NEW ORLEANS -- LSU football coach Les Miles sat at a table Tuesday morning surrounded by four national championship trophies. Only hours after his No. 2 Tigers blasted No. 1 Ohio State 38-24 in the Allstate BCS Championship Game in the Louisiana Superdome, LSU was declared college football's consensus national champion.
"It's a wonderful feeling," Miles said. "I'm happy for my team. I'm happy for the school. It's nice that there's no indecision, that it's one national champion. And I have to thank college football. I have to thank them for their procedure, for their efforts. It's not easy to follow and vote and follow and vote and follow and vote. It's a long process, starts early and goes late."
Back in August, before the 2007 college football season kicked off, LSU and USC were widely considered the two best teams in the country. Five months later at season's end, the Tigers were No. 1 and the Trojans were No. 2 in the coaches' Top 25 poll.
Clearly, LSU was the most deserving No. 1. The Trojans might have played like the sport's strongest team down the stretch, but a national champion can't lose to Stanford, a 41-point underdog (at home no less).
The Tigers beat eight opponents which were ranked when the teams played, including a 48-7 blowout of then-No. 9 Virginia Tech in the second game. LSU beat Auburn, Alabama, Tennessee and defending national champion Florida. Each of the Tigers' two losses came in triple-overtime, 43-37 against Kentucky and 50-48 against Arkansas.
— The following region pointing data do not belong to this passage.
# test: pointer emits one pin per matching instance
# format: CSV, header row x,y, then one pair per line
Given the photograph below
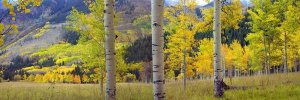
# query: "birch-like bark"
x,y
110,50
218,79
285,55
157,9
184,53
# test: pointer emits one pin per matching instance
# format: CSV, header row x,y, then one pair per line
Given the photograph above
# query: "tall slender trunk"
x,y
285,55
184,69
157,8
110,49
269,58
218,79
265,54
184,54
102,83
LSU won't be remembered as one of the greatest national champions this sport has seen, but under the current system, the Tigers were most deserving.
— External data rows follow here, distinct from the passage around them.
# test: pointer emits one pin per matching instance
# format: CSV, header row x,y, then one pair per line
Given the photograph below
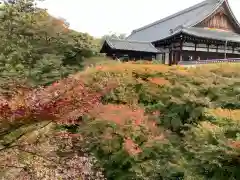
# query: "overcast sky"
x,y
100,17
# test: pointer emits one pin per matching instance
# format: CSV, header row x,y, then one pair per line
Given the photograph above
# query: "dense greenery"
x,y
141,121
166,123
37,48
114,120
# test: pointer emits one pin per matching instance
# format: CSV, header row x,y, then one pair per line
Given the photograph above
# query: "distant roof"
x,y
131,45
172,24
212,34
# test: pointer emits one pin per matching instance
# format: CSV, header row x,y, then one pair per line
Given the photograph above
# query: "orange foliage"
x,y
120,114
63,102
131,147
226,113
159,81
234,144
209,126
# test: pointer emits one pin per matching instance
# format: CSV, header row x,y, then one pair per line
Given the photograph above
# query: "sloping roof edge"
x,y
178,14
132,45
221,37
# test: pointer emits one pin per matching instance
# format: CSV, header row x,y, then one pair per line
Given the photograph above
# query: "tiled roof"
x,y
173,24
212,34
131,45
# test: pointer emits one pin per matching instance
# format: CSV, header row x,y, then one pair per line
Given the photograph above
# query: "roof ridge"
x,y
178,13
125,40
"Our football team is a pretty special group of men," Miles said. "They understand what being pinned down means. They understand what it takes to come back and fight and overcome hurdles. I think this game was not unlike other games we played all year long. They just kept performing. They kept competing."
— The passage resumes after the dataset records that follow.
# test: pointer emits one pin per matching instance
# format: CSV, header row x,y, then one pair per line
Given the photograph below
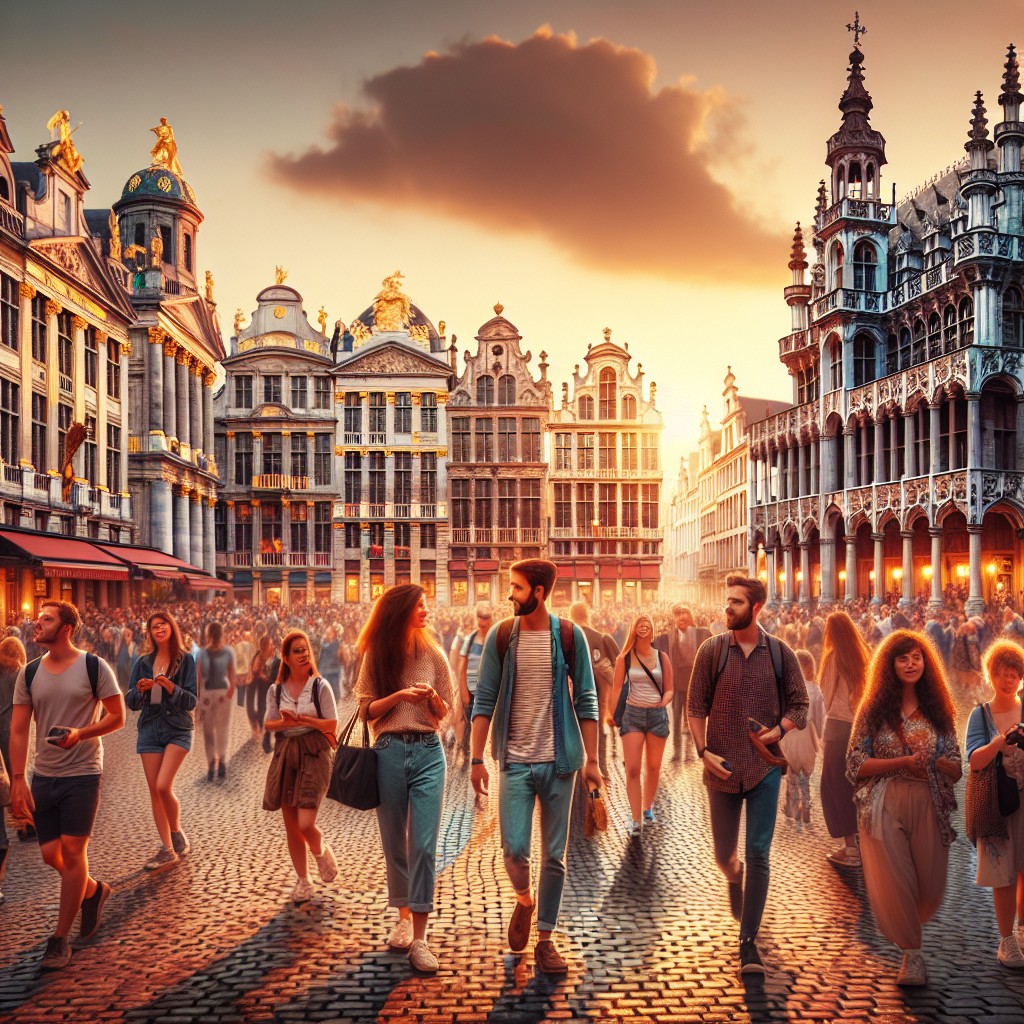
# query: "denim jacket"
x,y
175,707
494,695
It's a shame the Tigers can't keep playing. USC and Georgia more than proved in their bowl games that they were each worthy of playing for the national championship. The Trojans won the Rose Bowl presented by Citi 49-17 over Illinois, a team that beat Ohio State during the regular season. The Bulldogs won their last seven games, including a 41-10 blowout in the Sugar Bowl against Hawaii, the only Division I-A team to go undefeated during the regular season.
Georgia certainly would have put up a better fight than Ohio State, which was embarrassed by an SEC opponent in the BCS title game for the second season in a row. The Bulldogs, who finished No. 2 in the final AP Top 25 poll, never got their chance against LSU. Georgia lost to South Carolina and Tennessee during the regular season, and the Vols won the SEC East and played LSU in the SEC championship game.
The Bulldogs were good enough to beat LSU, especially in a game played in Atlanta's Georgia Dome.
On the day LSU was honored for winning its second national championship in five years, University of Georgia president Michael Adams called for an eight-team playoff system to determine the sport's national champion. Under Adams' plan, the opening rounds would be played in the four major BCS bowl games. Adams suggested the current BCS system has become a "beauty contest largely stage-managed" by TV networks.
"This year's experience with the BCS forces me to the conclusion that the current system has lost public confidence and simply does not work," Adams said in a statement released by the school on Tuesday. "It is undercutting the sportsmanship and integrity of the game."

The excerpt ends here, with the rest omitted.